26 738 appels décrochés depuis 2021

« C’est aussi une ligne pour les professionnels au sens large », complète Marion Bussière Lheureux, chargée de missions territoriales sur le 3114. « Une ligne confidentielle, mais qui n’est pas anonyme, précise Rodolphe Ollier, cadre de santé. On demande une identité, un prénom pour favoriser la prise en charge et notamment l’orientation des appelants à proximité de leur lieu de vie.

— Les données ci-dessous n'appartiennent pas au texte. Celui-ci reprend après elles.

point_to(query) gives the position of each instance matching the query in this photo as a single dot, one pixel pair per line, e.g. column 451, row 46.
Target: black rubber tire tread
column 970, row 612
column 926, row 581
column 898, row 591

Ce n’est pas non plus une ligne d’urgence, insiste le cadre de santé. Si la situation relève de l’urgence, c’est le 15. » Dont la salle de régulation est à deux pas de leur bureau.

« 5 % des appels sont des personnes qui sont en train de passer à l’acte, explique Rodolphe Ollier, d’où l’intérêt d’être au Samu et de pouvoir envoyer les secours dans les plus brefs délais. »
Depuis son ouverture, le 1ᵉʳ octobre 2021, cette plateforme d’écoute professionnelle accueillie au CHU de Saint-Etienne a recensé 26 738 appels décrochés, soit 222 par semaine. 

« On prend le temps qu’il faut pour évaluer l’état clinique de l’usager et lui proposer la meilleure réponse possible »

Elle a été sollicitée par des appelants de tous âges, gardés en ligne le temps nécessaire. « On est sur une écoute. On prend le temps qu’il faut pour évaluer l’état clinique de l’usager et lui proposer la meilleure réponse possible », assure Marion Bussière Lheureux. 
Des réponses apportées par une équipe formée de seize écoutantes qui partagent leur poste entre cette plateforme et les consultations de psychiatrie aux urgences du CHU. « Nous sommes le seul centre en France à avoir ce mode de fonctionnement. Il permet aux équipes de ne pas toujours faire la même chose », se félicite Rodolphe Ollier.
Les équipes du 3114 travaillent actuellement à l’élaboration de plusieurs projets dont l’accessibilité aux sourds/malentendants pour rendre le dispositif ouvert au plus grand nombre.

Les prénoms et âges des usagers ont été changés.